In 2002 notes and coins in a completely new intrinsically worthless (fiat) currency, the EURO, began to circulate. All goods in participating countries were soon priced in euros and euros were accepted as valuable throughout the Euro-zone. Worthless paper was transformed by command of the European Central Bank (ECB) into a valuable tradeable asset. Why can’t a clever programmer do that too? What has the ECB got that any electronic programmer hasn’t? The support of governments, each with police, judiciary, taxing authority, and jails. The governments agreed that euros were acceptable in payment of taxes. And not paying your taxes could get you into trouble. It’s the power to tax that sets government-authorized fiat currency apart from privately issued instruments. The US government jealously guards its currency monopoly: the Stamp Payments Act of 1862 outlaws notes that are “intended to circulate as money or to be received or used in lieu of lawful money of the United States.”
Any asset (including a notional currency) whose value is based only on the expectation of its future value is a ‘bubble.’ Like the tulip bulbs of the 17th century Netherlands, or Las Vegas apartments in 2006. That’s true even for gold, which trades at a price far beyond its dental or jewelry value simply because its holders expect it to be even more valuable in the future. Bubbles eventually burst. In 1975, private ownership of gold was legalized in the US, fully demonetizing gold. Since then the value in of gold in US dollars has varied from $200 per ounce (January 1975) down to $100 (mid 1976), up to $800 (1980) down to $400 (1981), up to $ 1900 (2011), to $1365 (mid 2013). It won’t go to zero only because gold makes nice looking wedding rings. Since the local peak in 1980, gold’s price hasn’t even kept up with inflation.

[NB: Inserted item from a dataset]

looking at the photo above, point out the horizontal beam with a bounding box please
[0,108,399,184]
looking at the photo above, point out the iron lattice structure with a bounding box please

Bitcoin’s price has varied from a few dollars in January 2012, to a few hundred dollars in April 2013, to under $100 in July 2013. What will its price be in 2014? Whatever its owners and buyers expect the price to be the following day — that’s what a bubble is. When the bubble bursts, the natural stopping point for the price of an intrinsically worthless instrument is zero. Once it gets there, there’s nothing to lift it back up.